The US dollar began the week consolidating last week's losses after modest follow-through selling was seen in Asia. Soft UK house prices, anticipation of a dovish BOE quarterly inflation report midweek, and some cross-rate selling has seen the sterling under perform. The other major currencies are little changed and the greenback is slightly firmer against most of actively traded emerging market currencies.
Global equities liked the combination of ECB signals and stronger US jobs data, and the MSCI Emerging Markets Index rose to near a three-month high. Asia played a little catch-up, though Europe was managing to extend last week's gains. Meanwhile, European yields continued to fall. The market is anticipating both an ECB rate cut and bond buying and this is particularly evident in the short-end of peripheral curves.
We share four observations to start the new week.
1. The market risks making a fetish of ECB bond buying. Past SMP operations had limited impact on yields. The signal of Operation Reverse Half Twist sent short-term Spanish and Italian rates lower and this has removed the immediate pressure on Spain's Rajoy to satisfy the very pre-condition Draghi indicated for ECB purchases, namely that the "virtuous country" formally request EFSF support. Spain, nor Italy, have bond auctions scheduled for the remainder of the month and this removes some immediate pressure.
According to Bank of Spain figures, the government is paying an average yield of 3.43% to finance its debt in H1, down almost 50 bp from the same year-ago period. The EFSF itself, though, is preparing for a formal request. Before the weekend, reports indicated it was requesting the kind of facilities one would expect if the EFSF were to purchase sovereign bonds, including loan facilities and perhaps a repo facility. Recall that in late July, after Moody's cut the outlook for Germany, France and Luxembourg, it cut the outlook for the EFSF credit rating to negative from stable. Of course, on the one-year anniversary of the downgrade the US credit rating by S&P, one may rightly question the lasting significance.
2. The strongest US private sector non-farm payroll growth in five months will not dissuade market participants from expecting Fed action as early as next month. However, an August jobs report (Sept 7) of equal strength could steady the Fed's hand, while it completes Operation Twist. This week's data may not have the heft to move markets, but will nevertheless be interesting for investors and policy makers. Arguably, the most important report of the week for policy makers will be today's senior loan officer survey. The survey speaks directly on the availability of credit, something that the Fed is particularly sensitive to.
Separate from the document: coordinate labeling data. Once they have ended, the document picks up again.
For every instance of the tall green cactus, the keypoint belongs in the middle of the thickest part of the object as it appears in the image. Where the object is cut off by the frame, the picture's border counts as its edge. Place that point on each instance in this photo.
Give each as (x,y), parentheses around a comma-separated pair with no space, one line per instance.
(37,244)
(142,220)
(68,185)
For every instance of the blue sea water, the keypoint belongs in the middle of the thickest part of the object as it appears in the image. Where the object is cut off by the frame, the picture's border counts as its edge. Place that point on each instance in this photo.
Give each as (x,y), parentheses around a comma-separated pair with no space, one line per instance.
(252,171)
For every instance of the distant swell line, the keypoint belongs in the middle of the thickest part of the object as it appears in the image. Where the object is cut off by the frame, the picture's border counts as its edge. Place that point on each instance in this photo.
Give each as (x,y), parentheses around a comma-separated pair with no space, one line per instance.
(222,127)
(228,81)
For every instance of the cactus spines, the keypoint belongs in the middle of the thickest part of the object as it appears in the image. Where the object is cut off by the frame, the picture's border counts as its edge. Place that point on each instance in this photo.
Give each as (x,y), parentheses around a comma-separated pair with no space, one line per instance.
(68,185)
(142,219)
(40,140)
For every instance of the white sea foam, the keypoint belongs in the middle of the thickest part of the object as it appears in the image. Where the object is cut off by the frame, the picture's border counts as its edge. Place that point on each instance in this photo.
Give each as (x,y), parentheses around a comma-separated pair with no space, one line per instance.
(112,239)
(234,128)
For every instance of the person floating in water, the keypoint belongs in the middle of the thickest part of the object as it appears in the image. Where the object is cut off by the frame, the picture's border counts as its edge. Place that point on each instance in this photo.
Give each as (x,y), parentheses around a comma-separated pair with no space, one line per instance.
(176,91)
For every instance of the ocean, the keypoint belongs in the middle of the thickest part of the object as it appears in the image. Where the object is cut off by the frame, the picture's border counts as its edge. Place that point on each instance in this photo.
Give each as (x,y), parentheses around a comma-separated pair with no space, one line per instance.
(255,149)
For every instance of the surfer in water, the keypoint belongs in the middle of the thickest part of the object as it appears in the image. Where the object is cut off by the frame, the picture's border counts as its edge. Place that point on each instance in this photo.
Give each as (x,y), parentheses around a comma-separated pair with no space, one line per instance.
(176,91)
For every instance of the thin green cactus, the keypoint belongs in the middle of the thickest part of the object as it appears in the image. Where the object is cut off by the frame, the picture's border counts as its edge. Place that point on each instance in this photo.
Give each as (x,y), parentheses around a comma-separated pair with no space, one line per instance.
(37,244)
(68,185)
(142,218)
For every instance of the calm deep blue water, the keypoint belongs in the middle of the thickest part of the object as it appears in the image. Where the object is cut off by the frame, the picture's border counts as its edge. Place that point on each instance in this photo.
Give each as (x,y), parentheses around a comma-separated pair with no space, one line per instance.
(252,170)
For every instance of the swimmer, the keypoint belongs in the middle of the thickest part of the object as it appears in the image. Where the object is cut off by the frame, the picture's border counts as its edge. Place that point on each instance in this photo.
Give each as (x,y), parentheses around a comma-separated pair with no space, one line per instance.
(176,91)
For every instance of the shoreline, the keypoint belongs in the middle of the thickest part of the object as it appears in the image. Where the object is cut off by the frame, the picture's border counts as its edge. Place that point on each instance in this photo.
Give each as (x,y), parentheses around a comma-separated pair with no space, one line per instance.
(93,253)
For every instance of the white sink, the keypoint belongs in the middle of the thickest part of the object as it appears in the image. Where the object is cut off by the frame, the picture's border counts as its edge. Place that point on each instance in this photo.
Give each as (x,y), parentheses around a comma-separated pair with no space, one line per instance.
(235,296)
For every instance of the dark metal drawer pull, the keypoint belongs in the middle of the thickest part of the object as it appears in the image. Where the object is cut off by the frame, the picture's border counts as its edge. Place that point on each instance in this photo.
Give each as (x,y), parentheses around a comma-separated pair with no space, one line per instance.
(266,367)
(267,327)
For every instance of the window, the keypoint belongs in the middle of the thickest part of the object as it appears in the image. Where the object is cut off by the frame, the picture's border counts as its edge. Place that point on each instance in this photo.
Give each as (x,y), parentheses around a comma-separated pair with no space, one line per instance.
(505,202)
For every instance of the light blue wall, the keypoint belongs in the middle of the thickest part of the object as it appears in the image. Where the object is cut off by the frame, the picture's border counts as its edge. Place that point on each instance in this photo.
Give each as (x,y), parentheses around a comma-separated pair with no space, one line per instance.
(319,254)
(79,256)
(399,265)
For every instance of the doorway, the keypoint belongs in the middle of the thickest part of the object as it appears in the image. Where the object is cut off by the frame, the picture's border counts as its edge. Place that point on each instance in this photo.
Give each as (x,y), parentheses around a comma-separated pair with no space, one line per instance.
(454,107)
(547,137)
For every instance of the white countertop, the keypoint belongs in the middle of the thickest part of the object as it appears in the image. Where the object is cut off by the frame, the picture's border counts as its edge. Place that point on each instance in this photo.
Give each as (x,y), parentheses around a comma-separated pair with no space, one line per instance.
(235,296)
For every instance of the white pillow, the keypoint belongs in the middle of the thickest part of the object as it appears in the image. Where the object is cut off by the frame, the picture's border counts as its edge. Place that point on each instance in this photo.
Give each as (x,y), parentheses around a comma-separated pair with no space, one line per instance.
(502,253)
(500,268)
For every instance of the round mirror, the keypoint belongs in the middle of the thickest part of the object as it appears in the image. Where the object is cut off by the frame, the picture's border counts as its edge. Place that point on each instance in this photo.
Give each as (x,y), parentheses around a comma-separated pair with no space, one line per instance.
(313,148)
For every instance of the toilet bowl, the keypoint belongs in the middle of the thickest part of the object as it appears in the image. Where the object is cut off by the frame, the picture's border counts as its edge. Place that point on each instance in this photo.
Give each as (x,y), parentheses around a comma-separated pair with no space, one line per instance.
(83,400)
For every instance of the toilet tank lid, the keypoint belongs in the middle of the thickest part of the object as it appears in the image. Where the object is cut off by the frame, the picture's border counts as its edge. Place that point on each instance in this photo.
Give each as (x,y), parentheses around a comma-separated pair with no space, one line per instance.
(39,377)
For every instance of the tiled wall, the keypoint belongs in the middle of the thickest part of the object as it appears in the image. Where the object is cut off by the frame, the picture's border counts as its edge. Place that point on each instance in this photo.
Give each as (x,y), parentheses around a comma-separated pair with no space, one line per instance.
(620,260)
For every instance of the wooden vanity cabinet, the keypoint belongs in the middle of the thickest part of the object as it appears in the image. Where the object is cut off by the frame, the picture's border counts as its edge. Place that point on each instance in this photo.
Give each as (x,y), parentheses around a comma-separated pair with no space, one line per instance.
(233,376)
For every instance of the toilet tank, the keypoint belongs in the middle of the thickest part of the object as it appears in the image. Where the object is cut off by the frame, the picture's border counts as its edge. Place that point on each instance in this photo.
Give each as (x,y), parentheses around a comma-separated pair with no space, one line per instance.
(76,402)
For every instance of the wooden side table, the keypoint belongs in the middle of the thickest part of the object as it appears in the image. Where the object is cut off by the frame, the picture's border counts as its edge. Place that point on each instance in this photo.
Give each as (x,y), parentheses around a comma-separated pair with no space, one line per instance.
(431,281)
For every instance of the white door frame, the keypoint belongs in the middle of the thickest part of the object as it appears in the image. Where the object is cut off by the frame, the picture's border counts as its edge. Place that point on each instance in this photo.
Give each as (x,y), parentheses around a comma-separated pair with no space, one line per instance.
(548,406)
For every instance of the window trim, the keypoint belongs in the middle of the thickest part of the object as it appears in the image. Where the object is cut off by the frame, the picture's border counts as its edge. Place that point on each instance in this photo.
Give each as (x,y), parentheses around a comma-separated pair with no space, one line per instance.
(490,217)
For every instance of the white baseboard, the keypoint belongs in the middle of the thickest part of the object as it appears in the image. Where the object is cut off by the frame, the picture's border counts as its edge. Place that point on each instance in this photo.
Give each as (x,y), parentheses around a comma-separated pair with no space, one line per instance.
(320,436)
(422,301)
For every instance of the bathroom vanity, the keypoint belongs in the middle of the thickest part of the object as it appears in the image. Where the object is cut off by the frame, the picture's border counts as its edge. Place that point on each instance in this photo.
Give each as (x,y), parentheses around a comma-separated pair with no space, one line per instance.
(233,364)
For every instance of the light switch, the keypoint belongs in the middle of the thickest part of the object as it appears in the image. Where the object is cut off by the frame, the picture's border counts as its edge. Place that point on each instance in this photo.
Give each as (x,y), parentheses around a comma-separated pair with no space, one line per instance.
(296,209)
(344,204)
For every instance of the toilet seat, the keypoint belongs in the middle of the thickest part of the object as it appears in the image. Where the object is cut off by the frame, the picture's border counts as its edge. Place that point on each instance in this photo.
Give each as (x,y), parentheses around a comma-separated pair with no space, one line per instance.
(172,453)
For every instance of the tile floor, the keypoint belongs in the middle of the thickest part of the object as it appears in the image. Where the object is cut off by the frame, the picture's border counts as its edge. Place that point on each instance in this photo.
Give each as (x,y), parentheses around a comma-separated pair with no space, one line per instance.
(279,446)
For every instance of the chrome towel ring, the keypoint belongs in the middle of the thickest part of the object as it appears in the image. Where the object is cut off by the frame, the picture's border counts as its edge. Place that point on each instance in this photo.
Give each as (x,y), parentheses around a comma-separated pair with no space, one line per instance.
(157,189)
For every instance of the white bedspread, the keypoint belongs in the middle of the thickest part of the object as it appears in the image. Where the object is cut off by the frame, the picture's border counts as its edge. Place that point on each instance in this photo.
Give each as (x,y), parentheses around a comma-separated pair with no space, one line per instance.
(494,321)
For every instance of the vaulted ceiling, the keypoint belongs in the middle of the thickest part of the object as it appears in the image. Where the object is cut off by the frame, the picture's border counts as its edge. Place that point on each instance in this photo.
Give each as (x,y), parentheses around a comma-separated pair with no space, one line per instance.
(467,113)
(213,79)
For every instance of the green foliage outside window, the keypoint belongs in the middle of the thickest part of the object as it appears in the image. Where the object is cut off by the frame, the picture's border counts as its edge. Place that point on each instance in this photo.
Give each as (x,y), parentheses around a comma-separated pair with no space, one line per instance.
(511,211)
Since output increased faster than hours worked in Q2, there is little doubt that Wednesday's Q2 productivity report will show a clear recovery (~1.5%) after the 0.9% decline in Q1. The June trade balance will help economists fine-tune expectations for revisions of Q2 GDP. US exports have been holding up better than one might have expected, given the slowdown in the world economy. Imports have been fared better in Q2, but it appears that some of this went into inventories. Hence if inventories are drawn down in Q3, imports may diminish. Lastly at the end of the week, the US reports import prices. This report gives insight to the subsequent PPI (Aug14) figures.
3. Both the Reserve Bank of Australia and the Bank of Japan meet in the week ahead. The RBA decision is due early on August 7. Market expectations have swung away from a rate cut as recent string of data, including retail sales, building approvals, new home sales point suggest officials can continue to "wait and see". Given market positioning, the market may be sensitive to comments by the RBA about the Australian dollar's strength, which is tantamount to around 50 bp tightening.
After revising upward its outlook last month, there seems to be little chance that the BOJ will expand its JPY70 trillion asset purchase program at the August 8-9 meeting. The program could be tweaked, as operationally, it has become difficult for the BOJ to execute. Last week for the first time, the BOJ failed to draw sufficient offers for its 2-3 year bond buying program. Two new members of the BOJ board, Kiachi and Sato, are known to be sympathetic to more unconventional easing, but like the RBA, a "wait and see" stance by the BOJ is more likely now.
4. In a little noticed move, the ECB last week granted Bank of Greece's request to boost the cap on the amount of T-bills it can accept as collateral for emergency loans. Recall that the ECB decided on July 20 to stop accepting Greek government and guaranteed bonds as collateral. This will likely be sufficient to keep the deus ex machina working until the Troika makes is decision next month. In the larger scheme, however, the Greek banks do not have the loan book to allow continued borrowing, which requires acceptable and unencumbered collateral, much longer. Greece may be unique, but it may still offer insight into the future of others.